Im August 2004 kam es zu einer Vereinbarung, nach der die Beklagte Materiallieferungen für ein Bauvorhaben in S im Wert von 30.000,- € gegen Vorauszahlung durch den Bauherrn oder Generalunternehmer erbringen werde.

Im Zeitraum vor den hier angefochtenen Zahlungen wies die Mitarbeiterin der Schuldnerin I den Sachbearbeiter der Beklagten K in Telefongesprächen immer wieder darauf hin, dass eine Begleichung sämtlicher Verbindlichkeiten nach wie vor nicht möglich sei.
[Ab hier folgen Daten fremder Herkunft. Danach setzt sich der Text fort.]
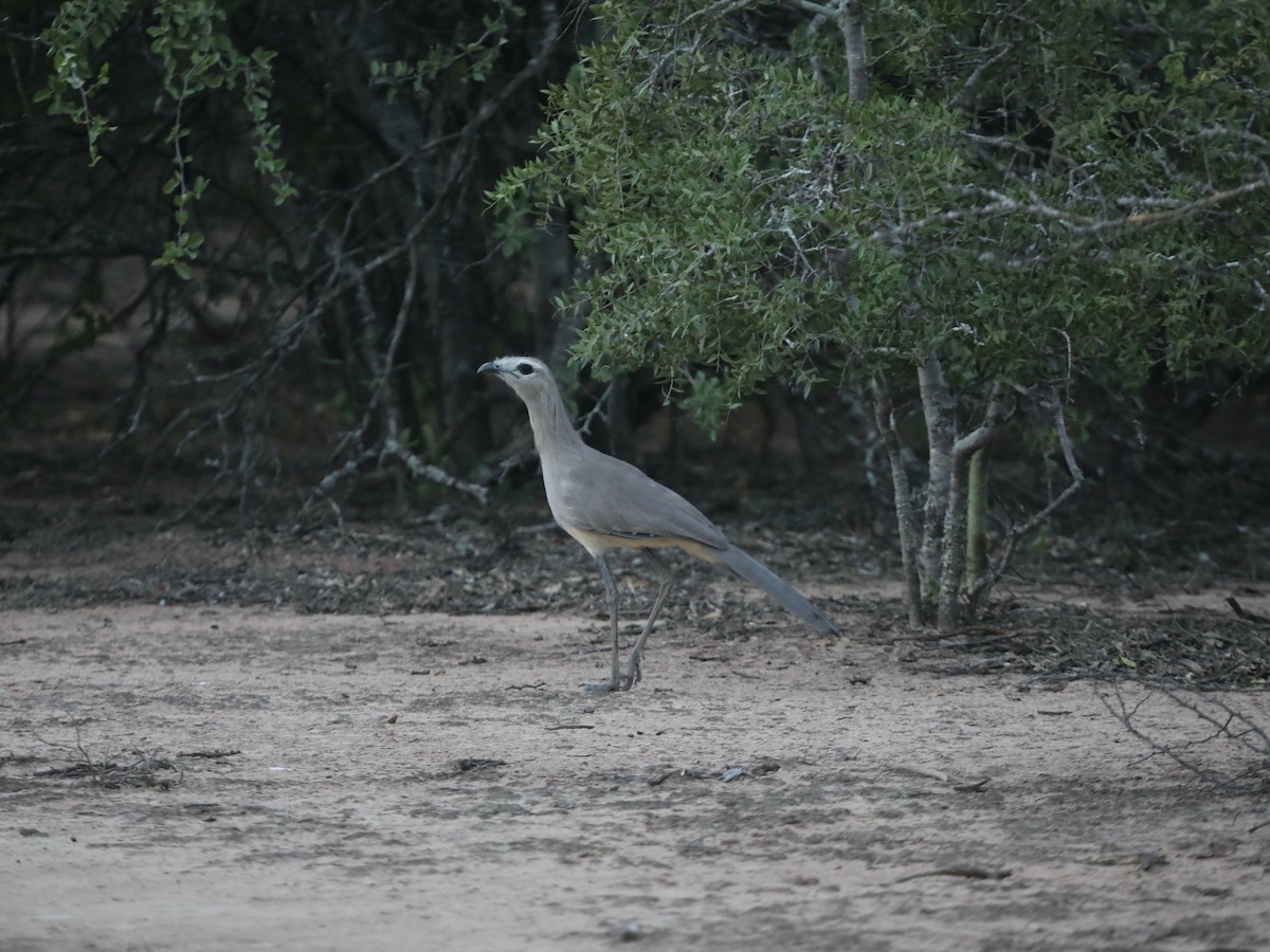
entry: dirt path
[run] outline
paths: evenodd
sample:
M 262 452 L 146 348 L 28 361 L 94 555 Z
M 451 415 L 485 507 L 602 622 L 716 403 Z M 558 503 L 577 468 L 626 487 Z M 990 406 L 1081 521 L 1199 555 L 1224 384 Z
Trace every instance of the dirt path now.
M 862 632 L 672 625 L 644 684 L 596 698 L 577 685 L 602 673 L 602 626 L 570 616 L 0 625 L 9 952 L 1270 935 L 1270 802 L 1143 762 L 1088 683 L 925 674 Z M 1270 722 L 1265 692 L 1226 699 Z M 1199 735 L 1161 698 L 1140 715 Z

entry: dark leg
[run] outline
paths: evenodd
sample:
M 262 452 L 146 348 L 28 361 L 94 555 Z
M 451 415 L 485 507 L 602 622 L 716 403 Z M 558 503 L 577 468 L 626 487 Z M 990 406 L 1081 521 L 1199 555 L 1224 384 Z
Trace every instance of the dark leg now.
M 622 691 L 630 691 L 638 683 L 643 671 L 640 670 L 640 659 L 644 655 L 644 644 L 648 641 L 648 636 L 653 633 L 653 626 L 657 625 L 657 616 L 662 612 L 662 603 L 665 600 L 665 593 L 671 590 L 671 581 L 674 576 L 671 574 L 669 566 L 662 557 L 657 555 L 652 548 L 644 550 L 644 555 L 657 569 L 658 574 L 662 576 L 662 588 L 657 590 L 657 600 L 653 602 L 653 611 L 648 613 L 648 621 L 644 622 L 644 631 L 639 633 L 639 638 L 635 641 L 635 646 L 631 649 L 630 660 L 626 663 L 626 677 L 622 679 Z M 613 641 L 616 647 L 617 642 Z M 616 656 L 613 664 L 616 665 Z M 613 669 L 613 677 L 617 677 L 617 669 Z
M 608 627 L 613 632 L 613 673 L 607 682 L 599 684 L 587 684 L 587 691 L 606 692 L 627 688 L 621 679 L 621 649 L 617 644 L 617 585 L 613 583 L 613 574 L 608 569 L 607 553 L 596 556 L 596 566 L 599 569 L 599 578 L 605 580 L 605 600 L 608 602 Z

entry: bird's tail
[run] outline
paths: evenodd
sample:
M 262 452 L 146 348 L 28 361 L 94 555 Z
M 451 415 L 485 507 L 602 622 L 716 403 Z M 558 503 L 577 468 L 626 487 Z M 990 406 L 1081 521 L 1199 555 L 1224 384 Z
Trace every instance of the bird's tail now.
M 813 628 L 823 631 L 826 635 L 841 635 L 838 626 L 829 621 L 829 617 L 813 605 L 792 585 L 785 581 L 762 562 L 751 559 L 735 546 L 710 552 L 715 559 L 732 569 L 745 581 L 757 585 L 786 611 L 796 614 Z

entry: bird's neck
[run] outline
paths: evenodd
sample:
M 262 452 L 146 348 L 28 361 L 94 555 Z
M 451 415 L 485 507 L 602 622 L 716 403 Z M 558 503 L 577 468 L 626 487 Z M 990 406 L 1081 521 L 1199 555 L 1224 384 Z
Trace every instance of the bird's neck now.
M 573 446 L 582 444 L 582 437 L 573 428 L 573 419 L 564 407 L 564 400 L 558 392 L 544 395 L 542 400 L 528 404 L 530 426 L 533 429 L 533 446 L 538 456 L 547 452 L 559 452 Z

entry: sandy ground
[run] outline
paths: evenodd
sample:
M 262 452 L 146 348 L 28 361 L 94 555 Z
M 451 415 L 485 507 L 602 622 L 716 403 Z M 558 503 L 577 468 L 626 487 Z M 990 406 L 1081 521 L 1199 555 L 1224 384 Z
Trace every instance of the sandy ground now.
M 1270 937 L 1270 800 L 1143 759 L 1105 683 L 673 617 L 644 683 L 605 697 L 579 689 L 606 663 L 582 616 L 119 604 L 0 626 L 6 952 Z M 1151 736 L 1205 735 L 1123 692 Z M 1264 691 L 1218 699 L 1270 724 Z

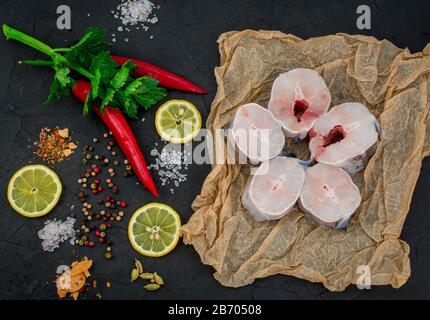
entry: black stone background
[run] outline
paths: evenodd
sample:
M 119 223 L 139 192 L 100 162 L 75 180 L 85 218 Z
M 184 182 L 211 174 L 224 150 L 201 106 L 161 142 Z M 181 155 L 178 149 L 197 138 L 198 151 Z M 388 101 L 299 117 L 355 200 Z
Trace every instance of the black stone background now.
M 159 23 L 148 32 L 132 31 L 117 37 L 113 51 L 124 56 L 140 57 L 166 69 L 183 74 L 190 80 L 209 89 L 206 96 L 171 91 L 168 99 L 188 99 L 194 102 L 206 119 L 211 101 L 216 93 L 213 69 L 219 64 L 216 40 L 230 30 L 273 29 L 292 33 L 302 38 L 334 34 L 336 32 L 361 33 L 386 38 L 399 47 L 420 51 L 430 41 L 427 1 L 155 1 L 161 5 L 157 11 Z M 118 21 L 110 10 L 119 1 L 49 0 L 19 1 L 0 0 L 0 23 L 9 23 L 40 38 L 53 47 L 69 46 L 80 38 L 85 28 L 97 26 L 116 33 Z M 72 30 L 56 28 L 56 8 L 60 4 L 72 9 Z M 372 9 L 372 30 L 356 28 L 358 5 L 367 4 Z M 90 14 L 90 16 L 88 16 Z M 151 40 L 149 37 L 153 35 Z M 129 37 L 125 43 L 122 39 Z M 101 135 L 105 127 L 93 115 L 83 118 L 82 105 L 73 97 L 65 97 L 47 108 L 42 106 L 47 97 L 52 72 L 30 66 L 19 66 L 19 59 L 38 55 L 31 48 L 12 41 L 0 40 L 0 299 L 55 299 L 53 279 L 56 267 L 69 264 L 76 256 L 88 255 L 94 259 L 94 277 L 97 289 L 91 289 L 84 298 L 94 299 L 100 292 L 105 299 L 375 299 L 375 298 L 430 298 L 430 219 L 428 218 L 428 185 L 430 161 L 424 160 L 417 183 L 410 213 L 402 239 L 411 247 L 412 275 L 401 289 L 389 286 L 372 287 L 360 291 L 349 287 L 342 293 L 332 293 L 320 284 L 287 276 L 273 276 L 257 280 L 243 288 L 225 288 L 212 276 L 211 267 L 200 262 L 193 247 L 178 245 L 168 256 L 159 259 L 140 257 L 146 270 L 158 271 L 167 285 L 155 293 L 147 293 L 142 283 L 130 284 L 129 272 L 133 258 L 139 257 L 127 240 L 126 221 L 112 231 L 114 259 L 105 261 L 104 251 L 72 247 L 63 244 L 54 253 L 41 250 L 37 231 L 46 219 L 64 219 L 70 207 L 79 215 L 80 206 L 75 197 L 76 179 L 81 171 L 79 153 L 57 165 L 63 182 L 63 195 L 55 210 L 40 219 L 25 219 L 14 213 L 6 199 L 6 187 L 15 170 L 33 161 L 34 148 L 28 145 L 35 140 L 40 128 L 68 127 L 80 146 L 89 138 Z M 145 122 L 131 120 L 147 161 L 156 134 L 152 111 L 141 114 Z M 193 165 L 189 168 L 188 182 L 171 195 L 168 188 L 160 187 L 160 201 L 175 207 L 187 222 L 192 214 L 190 205 L 199 193 L 209 173 L 209 166 Z M 127 217 L 139 206 L 154 199 L 136 185 L 135 178 L 119 179 L 121 196 L 130 204 Z M 128 219 L 125 219 L 128 220 Z M 110 281 L 112 287 L 101 285 Z

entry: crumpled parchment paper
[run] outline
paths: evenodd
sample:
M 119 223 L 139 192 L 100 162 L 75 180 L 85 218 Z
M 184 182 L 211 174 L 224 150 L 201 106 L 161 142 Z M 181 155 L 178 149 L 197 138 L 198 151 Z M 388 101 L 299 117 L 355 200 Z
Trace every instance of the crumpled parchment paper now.
M 274 79 L 301 67 L 322 75 L 332 106 L 366 105 L 383 133 L 367 168 L 353 177 L 363 200 L 346 230 L 320 227 L 298 208 L 279 221 L 255 222 L 240 201 L 249 166 L 224 164 L 213 166 L 195 199 L 184 242 L 229 287 L 285 274 L 341 291 L 357 283 L 362 265 L 370 268 L 372 285 L 402 286 L 411 267 L 409 246 L 399 236 L 422 158 L 430 154 L 430 45 L 411 54 L 367 36 L 302 40 L 252 30 L 222 34 L 218 42 L 218 91 L 207 128 L 224 127 L 241 104 L 267 106 Z M 307 157 L 305 142 L 290 147 Z

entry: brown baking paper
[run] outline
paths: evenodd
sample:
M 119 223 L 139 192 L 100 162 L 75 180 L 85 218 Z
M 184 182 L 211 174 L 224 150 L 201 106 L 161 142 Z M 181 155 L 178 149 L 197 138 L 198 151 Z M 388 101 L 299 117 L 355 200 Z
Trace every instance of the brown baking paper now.
M 318 226 L 298 208 L 279 221 L 255 222 L 240 201 L 249 166 L 224 164 L 213 166 L 195 199 L 184 242 L 229 287 L 285 274 L 341 291 L 357 283 L 362 265 L 370 268 L 372 285 L 402 286 L 411 267 L 409 246 L 399 236 L 422 158 L 430 154 L 430 46 L 411 54 L 367 36 L 302 40 L 251 30 L 222 34 L 218 42 L 218 91 L 207 128 L 224 127 L 239 105 L 267 106 L 274 79 L 300 67 L 321 74 L 332 106 L 366 105 L 378 118 L 382 137 L 367 168 L 353 177 L 362 203 L 346 230 Z M 306 142 L 290 147 L 307 157 Z

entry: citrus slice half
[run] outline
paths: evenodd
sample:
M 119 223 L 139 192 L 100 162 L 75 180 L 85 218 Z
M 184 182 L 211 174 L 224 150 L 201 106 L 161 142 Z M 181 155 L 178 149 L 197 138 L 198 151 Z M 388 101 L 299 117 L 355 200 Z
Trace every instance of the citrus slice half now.
M 155 128 L 161 138 L 170 143 L 187 143 L 200 131 L 199 110 L 186 100 L 169 100 L 155 114 Z
M 176 247 L 180 228 L 181 218 L 172 207 L 152 202 L 133 214 L 128 224 L 128 237 L 140 254 L 161 257 Z
M 60 199 L 62 185 L 57 174 L 43 165 L 29 165 L 14 173 L 7 188 L 12 208 L 27 218 L 49 213 Z

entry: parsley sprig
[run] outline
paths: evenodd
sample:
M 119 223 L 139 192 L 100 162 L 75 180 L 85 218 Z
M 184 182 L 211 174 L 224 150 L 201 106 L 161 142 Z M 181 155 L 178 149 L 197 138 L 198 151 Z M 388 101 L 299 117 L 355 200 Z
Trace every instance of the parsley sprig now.
M 83 113 L 106 105 L 118 108 L 128 116 L 137 118 L 139 108 L 149 109 L 166 96 L 158 81 L 145 76 L 133 78 L 136 65 L 127 61 L 119 65 L 111 58 L 110 45 L 105 41 L 106 31 L 90 28 L 81 40 L 70 48 L 53 49 L 45 43 L 26 35 L 6 24 L 3 32 L 7 39 L 14 39 L 46 54 L 49 60 L 26 60 L 23 63 L 50 66 L 55 75 L 46 103 L 51 103 L 70 93 L 75 80 L 71 70 L 91 81 L 91 90 L 84 104 Z

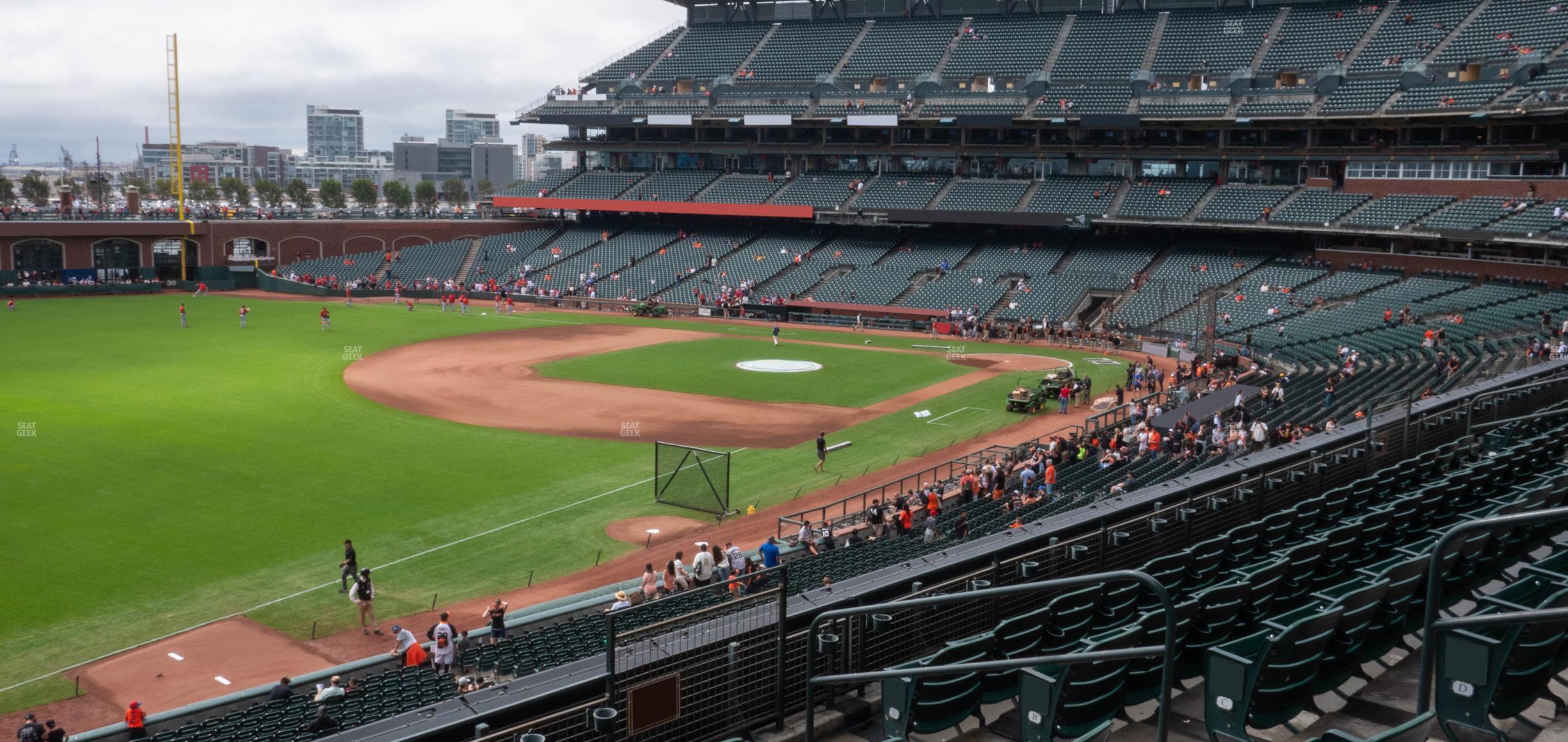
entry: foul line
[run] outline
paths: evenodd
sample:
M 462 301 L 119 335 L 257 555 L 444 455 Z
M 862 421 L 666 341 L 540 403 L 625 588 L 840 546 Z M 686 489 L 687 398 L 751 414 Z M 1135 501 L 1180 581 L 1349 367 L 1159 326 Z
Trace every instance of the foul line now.
M 731 450 L 731 453 L 739 453 L 739 452 L 743 452 L 743 450 L 746 450 L 746 447 L 740 447 L 740 449 L 734 449 L 734 450 Z M 696 464 L 687 464 L 685 467 L 691 467 L 691 466 L 696 466 Z M 425 549 L 425 551 L 422 551 L 422 552 L 416 552 L 416 554 L 409 554 L 409 555 L 406 555 L 406 557 L 400 557 L 400 558 L 395 558 L 395 560 L 392 560 L 392 562 L 387 562 L 387 563 L 384 563 L 384 565 L 379 565 L 379 566 L 375 566 L 375 569 L 386 569 L 386 568 L 389 568 L 389 566 L 394 566 L 394 565 L 401 565 L 403 562 L 408 562 L 408 560 L 411 560 L 411 558 L 419 558 L 419 557 L 423 557 L 423 555 L 426 555 L 426 554 L 434 554 L 434 552 L 437 552 L 437 551 L 441 551 L 441 549 L 445 549 L 445 547 L 448 547 L 448 546 L 456 546 L 456 544 L 461 544 L 461 543 L 466 543 L 466 541 L 472 541 L 472 540 L 475 540 L 475 538 L 480 538 L 480 536 L 488 536 L 488 535 L 491 535 L 491 533 L 495 533 L 495 532 L 499 532 L 499 530 L 506 530 L 506 529 L 510 529 L 510 527 L 513 527 L 513 526 L 521 526 L 521 524 L 524 524 L 524 522 L 528 522 L 528 521 L 533 521 L 533 519 L 538 519 L 538 518 L 544 518 L 544 516 L 547 516 L 547 515 L 552 515 L 552 513 L 560 513 L 561 510 L 566 510 L 566 508 L 572 508 L 572 507 L 577 507 L 577 505 L 582 505 L 582 504 L 585 504 L 585 502 L 593 502 L 593 500 L 597 500 L 599 497 L 608 497 L 608 496 L 612 496 L 612 494 L 615 494 L 615 493 L 621 493 L 621 491 L 626 491 L 626 489 L 630 489 L 630 488 L 633 488 L 633 486 L 640 486 L 640 485 L 646 485 L 646 483 L 649 483 L 649 482 L 652 482 L 652 480 L 654 480 L 654 477 L 648 477 L 648 478 L 644 478 L 644 480 L 638 480 L 638 482 L 632 482 L 630 485 L 622 485 L 622 486 L 618 486 L 618 488 L 615 488 L 615 489 L 607 489 L 607 491 L 604 491 L 604 493 L 599 493 L 599 494 L 594 494 L 594 496 L 588 496 L 588 497 L 583 497 L 583 499 L 580 499 L 580 500 L 575 500 L 575 502 L 568 502 L 566 505 L 560 505 L 560 507 L 555 507 L 555 508 L 550 508 L 550 510 L 546 510 L 546 511 L 543 511 L 543 513 L 535 513 L 535 515 L 530 515 L 530 516 L 527 516 L 527 518 L 519 518 L 519 519 L 516 519 L 516 521 L 511 521 L 511 522 L 508 522 L 508 524 L 503 524 L 503 526 L 495 526 L 494 529 L 489 529 L 489 530 L 481 530 L 481 532 L 478 532 L 478 533 L 470 533 L 470 535 L 467 535 L 467 536 L 463 536 L 463 538 L 458 538 L 456 541 L 447 541 L 447 543 L 444 543 L 444 544 L 441 544 L 441 546 L 431 546 L 430 549 Z M 130 645 L 130 646 L 125 646 L 125 648 L 121 648 L 121 649 L 114 649 L 114 651 L 111 651 L 111 653 L 105 653 L 105 654 L 99 654 L 97 657 L 93 657 L 93 659 L 85 659 L 85 660 L 82 660 L 82 662 L 77 662 L 77 664 L 74 664 L 74 665 L 67 665 L 67 667 L 63 667 L 63 668 L 60 668 L 60 670 L 55 670 L 55 671 L 52 671 L 52 673 L 44 673 L 44 675 L 39 675 L 38 678 L 30 678 L 30 679 L 25 679 L 25 681 L 22 681 L 22 682 L 14 682 L 14 684 L 11 684 L 11 686 L 6 686 L 6 687 L 0 689 L 0 693 L 5 693 L 5 692 L 8 692 L 8 690 L 16 690 L 16 689 L 19 689 L 19 687 L 22 687 L 22 686 L 27 686 L 27 684 L 30 684 L 30 682 L 38 682 L 38 681 L 42 681 L 42 679 L 49 679 L 49 678 L 53 678 L 53 676 L 56 676 L 56 675 L 61 675 L 61 673 L 67 673 L 67 671 L 71 671 L 71 670 L 75 670 L 75 668 L 78 668 L 78 667 L 82 667 L 82 665 L 91 665 L 93 662 L 97 662 L 97 660 L 100 660 L 100 659 L 108 659 L 108 657 L 113 657 L 113 656 L 116 656 L 116 654 L 121 654 L 121 653 L 129 653 L 129 651 L 132 651 L 132 649 L 141 649 L 143 646 L 147 646 L 147 645 L 154 645 L 154 643 L 158 643 L 158 642 L 163 642 L 165 638 L 169 638 L 169 637 L 177 637 L 177 635 L 180 635 L 180 634 L 185 634 L 187 631 L 196 631 L 196 629 L 201 629 L 202 626 L 209 626 L 209 624 L 215 624 L 215 623 L 218 623 L 218 621 L 227 621 L 229 618 L 234 618 L 234 617 L 241 617 L 241 615 L 245 615 L 245 613 L 249 613 L 249 612 L 252 612 L 252 610 L 260 610 L 260 609 L 265 609 L 265 607 L 270 607 L 270 606 L 276 606 L 276 604 L 279 604 L 279 602 L 284 602 L 284 601 L 290 601 L 290 599 L 295 599 L 295 598 L 299 598 L 301 595 L 309 595 L 309 593 L 314 593 L 314 591 L 317 591 L 317 590 L 321 590 L 321 588 L 326 588 L 326 587 L 332 587 L 332 585 L 339 585 L 339 584 L 340 584 L 340 580 L 332 580 L 332 582 L 323 582 L 323 584 L 320 584 L 320 585 L 317 585 L 317 587 L 307 587 L 307 588 L 304 588 L 304 590 L 299 590 L 299 591 L 295 591 L 295 593 L 289 593 L 289 595 L 285 595 L 285 596 L 282 596 L 282 598 L 276 598 L 276 599 L 271 599 L 271 601 L 267 601 L 267 602 L 262 602 L 262 604 L 259 604 L 259 606 L 251 606 L 251 607 L 248 607 L 248 609 L 243 609 L 243 610 L 237 610 L 237 612 L 234 612 L 234 613 L 229 613 L 229 615 L 223 615 L 223 617 L 218 617 L 218 618 L 212 618 L 212 620 L 207 620 L 207 621 L 202 621 L 202 623 L 198 623 L 198 624 L 194 624 L 194 626 L 187 626 L 187 627 L 183 627 L 183 629 L 177 629 L 177 631 L 171 631 L 171 632 L 168 632 L 168 634 L 165 634 L 165 635 L 162 635 L 162 637 L 157 637 L 157 638 L 149 638 L 149 640 L 146 640 L 146 642 L 141 642 L 141 643 L 136 643 L 136 645 Z
M 936 420 L 941 420 L 942 417 L 947 417 L 949 414 L 958 414 L 958 413 L 963 413 L 964 409 L 978 409 L 978 411 L 982 411 L 982 413 L 985 413 L 985 411 L 986 411 L 986 409 L 985 409 L 983 406 L 961 406 L 961 408 L 958 408 L 958 409 L 953 409 L 952 413 L 947 413 L 947 414 L 939 414 L 939 416 L 936 416 L 936 417 L 931 417 L 930 420 L 925 420 L 925 424 L 927 424 L 927 425 L 941 425 L 941 427 L 944 427 L 944 428 L 950 428 L 950 427 L 953 427 L 953 424 L 950 424 L 950 422 L 936 422 Z
M 387 304 L 387 306 L 401 307 L 403 304 Z M 456 315 L 463 314 L 463 312 L 455 312 L 455 311 L 450 311 L 450 309 L 445 311 L 445 312 L 442 312 L 441 309 L 426 309 L 423 304 L 414 304 L 414 306 L 420 307 L 422 312 L 456 314 Z M 469 311 L 469 317 L 480 317 L 480 314 L 470 309 Z M 497 312 L 495 317 L 508 317 L 508 318 L 513 318 L 513 320 L 530 320 L 530 322 L 554 322 L 557 325 L 586 325 L 586 322 L 546 320 L 544 317 L 530 317 L 527 312 L 524 312 L 521 315 L 519 314 Z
Sie teilte darüber hinaus mit, zu welchem Termin das Geschäftskonto zur Einlösung der jeweils gegebenen Schecks ausreichend gedeckt sein werde.

Mit Schreiben vom 04.11.2004 kündigte die E-Bank die Geschäftsbeziehung zur Schuldnerin und stellte Forderungen in Höhe von 531.090,58 € fällig.

Die Klägerin hat behauptet, dass Insolvenzforderungen in Höhe von 1.292.313,73 € zur Tabelle angemeldet worden seien. Ein erheblicher Teil davon sei bereits zu den jeweiligen Zeitpunkten der hier angefochtenen Zahlungen fällig gewesen. Wegen des im Einzelnen anhand der OPOS-Listen konkretisierten Vortrages zum jeweiligen Stand der Verbindlichkeiten sowie zum - bei der E-Bank überzogenen und bei der Sparkasse C nahezu ausgeschöpften Kontokorrentkreditrahmen der Schuldnerin wird auf den Schriftsatz vom 16.03.2006 verwiesen.

Die Beklagte hat bestritten, dass die Schuldnerin bereits seit Oktober 2004 zahlungsunfähig gewesen sei. Zumindest habe sie die Beklagte keine Kenntnis davon gehabt. Es sei auch zuvor ständige Übung und der Regelfall gewesen, dass die Schuldnerin die Rechnungen erst mit einer Verzögerung von einigen Monaten beglichen habe, so dass ein Rückschluss auf die Zahlungsunfähigkeit daraus nicht habe gezogen werden können. Zudem habe die Schuldnerin im Zeitraum nach dem Schreiben vom 17.05.2004 noch erhebliche Beträge auf die ausstehenden Rechnungen geleistet. Auch die Vereinbarung der Vorauszahlung für ein bestimmtes Bauvorhaben sei in der Branche durchaus üblich, sofern der vorhandene Kreditrahmen zur Abwicklung des Geschäfts auf dem gängigen Wege nicht ausreiche. Im Übrigen sei ein Schluss auf die Zahlungsunfähigkeit ausgeschlossen, weil die Schuldnerin noch bis zum 01.12.2004 Mietzahlungen für Software (841,42 € monatlich, Anlage B 3) an ein Schwesterunternehmen (T Service GmbH) geleistet habe.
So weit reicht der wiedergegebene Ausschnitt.